Biomarker-Based Prediction of Tyrosine Kinase Inhibitor Cardiotoxicity using Human iPSC-Derived Cardiomyocytes [SPS 2019]
Presented by Jessica Palmer at the Safety Pharmacology Society Meeting in Barcelona, Spain (September, 2019)
- Tyrosine kinase inhibitors (TKI) have greatly improved the treatment and prognosis for a wide range of cancers. Unfortunately, numerous TKIs produce cardiotoxic effects, which were not well predicted during preclinical studies.

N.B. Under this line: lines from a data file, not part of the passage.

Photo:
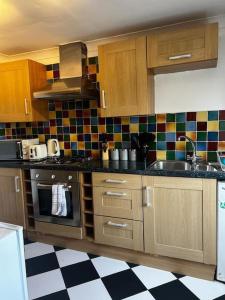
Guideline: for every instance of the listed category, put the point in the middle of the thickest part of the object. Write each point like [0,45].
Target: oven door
[42,201]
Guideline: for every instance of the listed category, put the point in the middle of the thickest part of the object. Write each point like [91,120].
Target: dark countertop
[113,167]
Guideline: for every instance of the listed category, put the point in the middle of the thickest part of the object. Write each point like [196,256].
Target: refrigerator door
[221,232]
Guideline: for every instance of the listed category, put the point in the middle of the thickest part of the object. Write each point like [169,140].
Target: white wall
[199,90]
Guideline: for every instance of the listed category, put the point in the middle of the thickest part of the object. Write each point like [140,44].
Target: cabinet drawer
[117,180]
[119,232]
[114,202]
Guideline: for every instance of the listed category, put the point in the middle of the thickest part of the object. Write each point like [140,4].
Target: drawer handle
[147,197]
[115,194]
[188,55]
[115,181]
[110,223]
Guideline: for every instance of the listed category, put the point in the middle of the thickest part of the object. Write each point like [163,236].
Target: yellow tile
[49,74]
[125,120]
[41,138]
[221,146]
[73,137]
[170,127]
[161,118]
[161,154]
[53,130]
[66,121]
[81,146]
[180,145]
[68,152]
[134,128]
[101,129]
[213,126]
[117,137]
[202,116]
[72,114]
[52,115]
[191,135]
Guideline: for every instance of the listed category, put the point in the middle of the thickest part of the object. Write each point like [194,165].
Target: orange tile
[161,118]
[170,127]
[73,137]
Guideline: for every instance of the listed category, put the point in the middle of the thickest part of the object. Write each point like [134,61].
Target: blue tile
[161,146]
[170,136]
[191,126]
[212,136]
[180,155]
[180,117]
[213,115]
[201,146]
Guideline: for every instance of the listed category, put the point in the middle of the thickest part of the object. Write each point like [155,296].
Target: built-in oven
[42,182]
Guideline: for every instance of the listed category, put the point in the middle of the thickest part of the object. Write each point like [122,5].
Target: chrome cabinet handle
[110,223]
[103,100]
[17,188]
[26,106]
[115,194]
[115,181]
[147,196]
[175,57]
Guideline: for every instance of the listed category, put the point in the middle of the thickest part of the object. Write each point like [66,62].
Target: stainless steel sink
[171,165]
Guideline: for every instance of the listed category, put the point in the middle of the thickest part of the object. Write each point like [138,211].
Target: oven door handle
[50,185]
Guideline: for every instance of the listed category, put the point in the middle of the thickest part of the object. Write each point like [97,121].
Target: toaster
[37,152]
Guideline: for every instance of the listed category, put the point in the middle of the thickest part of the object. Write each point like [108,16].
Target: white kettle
[53,148]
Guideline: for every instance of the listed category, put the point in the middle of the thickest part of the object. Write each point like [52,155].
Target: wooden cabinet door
[124,79]
[14,92]
[11,197]
[185,48]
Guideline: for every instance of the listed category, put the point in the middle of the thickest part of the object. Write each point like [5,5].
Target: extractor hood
[74,82]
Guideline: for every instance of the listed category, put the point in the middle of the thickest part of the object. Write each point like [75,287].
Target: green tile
[152,119]
[201,136]
[180,126]
[222,125]
[161,136]
[212,156]
[170,118]
[170,155]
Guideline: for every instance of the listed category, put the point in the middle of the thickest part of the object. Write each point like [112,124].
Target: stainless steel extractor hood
[74,81]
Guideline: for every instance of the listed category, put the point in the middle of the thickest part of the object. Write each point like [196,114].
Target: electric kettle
[53,148]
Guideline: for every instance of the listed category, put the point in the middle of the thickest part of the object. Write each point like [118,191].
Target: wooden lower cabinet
[11,196]
[180,218]
[119,232]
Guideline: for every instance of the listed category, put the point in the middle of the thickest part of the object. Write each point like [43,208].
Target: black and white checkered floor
[55,273]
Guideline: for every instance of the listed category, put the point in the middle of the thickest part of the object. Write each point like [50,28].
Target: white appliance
[13,283]
[37,152]
[25,147]
[53,148]
[220,275]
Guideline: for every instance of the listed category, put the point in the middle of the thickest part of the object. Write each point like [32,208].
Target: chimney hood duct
[74,82]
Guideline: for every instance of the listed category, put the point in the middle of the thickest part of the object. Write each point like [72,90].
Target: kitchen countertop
[139,168]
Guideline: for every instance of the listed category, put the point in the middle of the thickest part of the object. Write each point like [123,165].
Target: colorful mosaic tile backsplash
[80,130]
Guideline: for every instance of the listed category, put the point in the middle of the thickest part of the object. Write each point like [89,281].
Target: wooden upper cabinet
[183,48]
[18,81]
[126,87]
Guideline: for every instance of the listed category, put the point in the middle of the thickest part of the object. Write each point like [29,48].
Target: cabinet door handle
[17,189]
[115,181]
[175,57]
[26,106]
[120,225]
[115,194]
[147,196]
[103,99]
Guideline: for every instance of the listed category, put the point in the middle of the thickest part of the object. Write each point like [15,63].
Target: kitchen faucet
[194,157]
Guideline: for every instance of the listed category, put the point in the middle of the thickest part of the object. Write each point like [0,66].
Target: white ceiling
[27,25]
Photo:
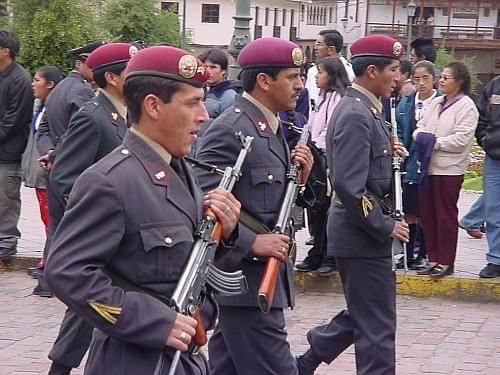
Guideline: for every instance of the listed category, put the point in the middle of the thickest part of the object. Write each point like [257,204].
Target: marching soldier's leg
[218,354]
[72,342]
[259,346]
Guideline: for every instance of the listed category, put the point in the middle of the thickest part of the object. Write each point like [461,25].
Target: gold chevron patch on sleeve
[366,205]
[107,312]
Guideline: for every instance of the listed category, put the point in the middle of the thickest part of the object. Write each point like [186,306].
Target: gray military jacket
[260,190]
[132,214]
[359,158]
[93,132]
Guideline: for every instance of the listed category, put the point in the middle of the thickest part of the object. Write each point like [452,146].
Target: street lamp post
[411,7]
[241,35]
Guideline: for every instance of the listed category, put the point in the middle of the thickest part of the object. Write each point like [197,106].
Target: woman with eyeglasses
[443,139]
[408,112]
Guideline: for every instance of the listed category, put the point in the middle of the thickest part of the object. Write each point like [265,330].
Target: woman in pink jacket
[451,121]
[332,81]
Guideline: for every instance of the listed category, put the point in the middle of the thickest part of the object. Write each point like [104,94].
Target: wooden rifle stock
[268,284]
[269,277]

- We developed an in vitro assay, Cardio quickPredict, for predicting cardiovascular liability based on changes in human iPSC-derived cardiomyocytes (iPSC-CM) metabolism and cell viability, which identifies both functional and structural cardiotoxicants. The assay’s prediction model (PM) is based on the response of four metabolites: lactic acid (LAC), arachidonic acid (ARA), thymidine (THY), and 2’-deoxycytidine (2DC)) and predicts the concentration at which a drug exhibits cardiotoxicity potential. The PM classified 81 drugs with known cardiotoxicity outcomes (54 cardiotoxic, 29 noncardiotoxic) with 86% balanced accuracy, 83% sensitivity, and 90% specificity.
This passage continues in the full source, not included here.